While I agree that the 8th generation will be smaller than the 7th generation, I don't fully agree with the reasons or the overall impact.
I will be shocked if the combined Wii U/One/PS4 total passes 200 million and surprised if it passes 180 million but 150 million is a tad pessimistic though.
The reason I think it will shrink is two-fold; one being that the majority of the transitional audience the Wii had has gone over to different forms of gaming and the other being a shorter hardware cycle due to increased focus on features and extras and social integration plus the ever accelerating overall technology advancement.

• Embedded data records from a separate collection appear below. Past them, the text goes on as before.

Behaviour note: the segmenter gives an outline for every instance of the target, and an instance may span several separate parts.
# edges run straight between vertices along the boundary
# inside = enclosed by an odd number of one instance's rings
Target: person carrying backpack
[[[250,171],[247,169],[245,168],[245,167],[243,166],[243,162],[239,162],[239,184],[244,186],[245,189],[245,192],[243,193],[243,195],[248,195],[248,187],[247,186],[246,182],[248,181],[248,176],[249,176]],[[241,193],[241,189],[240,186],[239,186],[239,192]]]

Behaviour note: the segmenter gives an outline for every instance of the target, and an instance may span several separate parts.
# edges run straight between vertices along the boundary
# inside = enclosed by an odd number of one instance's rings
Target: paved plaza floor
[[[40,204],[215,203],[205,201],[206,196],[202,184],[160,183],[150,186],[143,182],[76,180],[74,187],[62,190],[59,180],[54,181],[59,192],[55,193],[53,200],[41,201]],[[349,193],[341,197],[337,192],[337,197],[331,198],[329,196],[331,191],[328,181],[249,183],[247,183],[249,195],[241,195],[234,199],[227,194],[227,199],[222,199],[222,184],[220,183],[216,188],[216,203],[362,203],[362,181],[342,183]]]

I also believe, again due to these factors and the added notion that the One and PS4 are even more similar than the PS3/360 ever was in almost all regards, that all the consoles will have a flatter sales curve than the ones of the 7th gen (certainly none of them will repeat the amazing straight up and straight down curve of the Wii).

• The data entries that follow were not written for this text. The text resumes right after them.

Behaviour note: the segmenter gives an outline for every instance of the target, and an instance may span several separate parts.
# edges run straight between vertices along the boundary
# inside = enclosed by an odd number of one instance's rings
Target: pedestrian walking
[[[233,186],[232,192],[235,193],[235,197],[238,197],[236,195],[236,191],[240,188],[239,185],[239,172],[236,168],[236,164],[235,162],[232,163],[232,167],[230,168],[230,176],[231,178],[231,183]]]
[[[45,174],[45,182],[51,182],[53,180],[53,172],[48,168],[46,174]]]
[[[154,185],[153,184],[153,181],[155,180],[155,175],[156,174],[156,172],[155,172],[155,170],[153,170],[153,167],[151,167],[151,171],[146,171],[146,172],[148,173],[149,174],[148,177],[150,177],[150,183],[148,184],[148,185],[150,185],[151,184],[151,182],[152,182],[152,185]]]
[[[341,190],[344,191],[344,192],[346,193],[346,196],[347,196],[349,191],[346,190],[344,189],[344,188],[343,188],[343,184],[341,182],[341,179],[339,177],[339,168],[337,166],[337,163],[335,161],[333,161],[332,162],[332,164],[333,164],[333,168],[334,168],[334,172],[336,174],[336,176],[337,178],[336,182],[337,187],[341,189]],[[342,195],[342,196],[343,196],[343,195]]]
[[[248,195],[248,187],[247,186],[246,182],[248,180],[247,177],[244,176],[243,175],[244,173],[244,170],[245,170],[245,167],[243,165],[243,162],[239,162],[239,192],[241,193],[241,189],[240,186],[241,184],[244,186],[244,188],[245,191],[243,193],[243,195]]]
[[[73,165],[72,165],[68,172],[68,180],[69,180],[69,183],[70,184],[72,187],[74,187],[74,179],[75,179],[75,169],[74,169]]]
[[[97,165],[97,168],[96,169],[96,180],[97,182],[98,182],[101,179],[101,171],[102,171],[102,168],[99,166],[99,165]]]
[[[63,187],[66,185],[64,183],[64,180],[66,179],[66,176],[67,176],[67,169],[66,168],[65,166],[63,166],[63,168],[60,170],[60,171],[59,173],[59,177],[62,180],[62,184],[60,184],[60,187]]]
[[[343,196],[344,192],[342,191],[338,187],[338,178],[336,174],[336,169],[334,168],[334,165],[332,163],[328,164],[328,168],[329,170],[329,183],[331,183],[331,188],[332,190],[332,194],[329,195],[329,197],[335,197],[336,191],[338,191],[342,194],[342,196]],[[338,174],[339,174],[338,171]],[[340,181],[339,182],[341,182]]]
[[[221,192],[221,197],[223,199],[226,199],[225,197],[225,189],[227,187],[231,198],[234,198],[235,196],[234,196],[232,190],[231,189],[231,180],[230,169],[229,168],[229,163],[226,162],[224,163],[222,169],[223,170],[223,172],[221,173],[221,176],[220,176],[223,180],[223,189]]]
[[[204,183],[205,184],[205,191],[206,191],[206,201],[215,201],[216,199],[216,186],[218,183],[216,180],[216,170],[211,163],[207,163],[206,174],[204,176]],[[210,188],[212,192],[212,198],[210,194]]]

Will the 8th gen fail though? I suppose it depends on your defintion. Financially for the console manufacturers? Hard to say at this point, I'm leaning towards an overall yes though. Fail to expand the market; yes, without a doubt, most of the Wii's expanse was temporary and the console market as defined by core console gamers and software didn't really grow that much at all.
I'm not sure if this is anything but a semantic debate in the end, there are all sorts of failure.
For instance, as far as I'm concerned, the 8th gen is going to be a failure for me for continuing on the path set by the 7th gen in design philosophy and online/social focus since that's not my cup of tea, that hardly qualifies as an overall, objective, failure though.
Anyways, interesting subject!
Edit; OP, didn't you make a similar post a few weeks ago? This one is more thought provoking and less extreme and actually holds some merit, in my opinion. Something along the lines of "the future does not have your console in it" or something like that.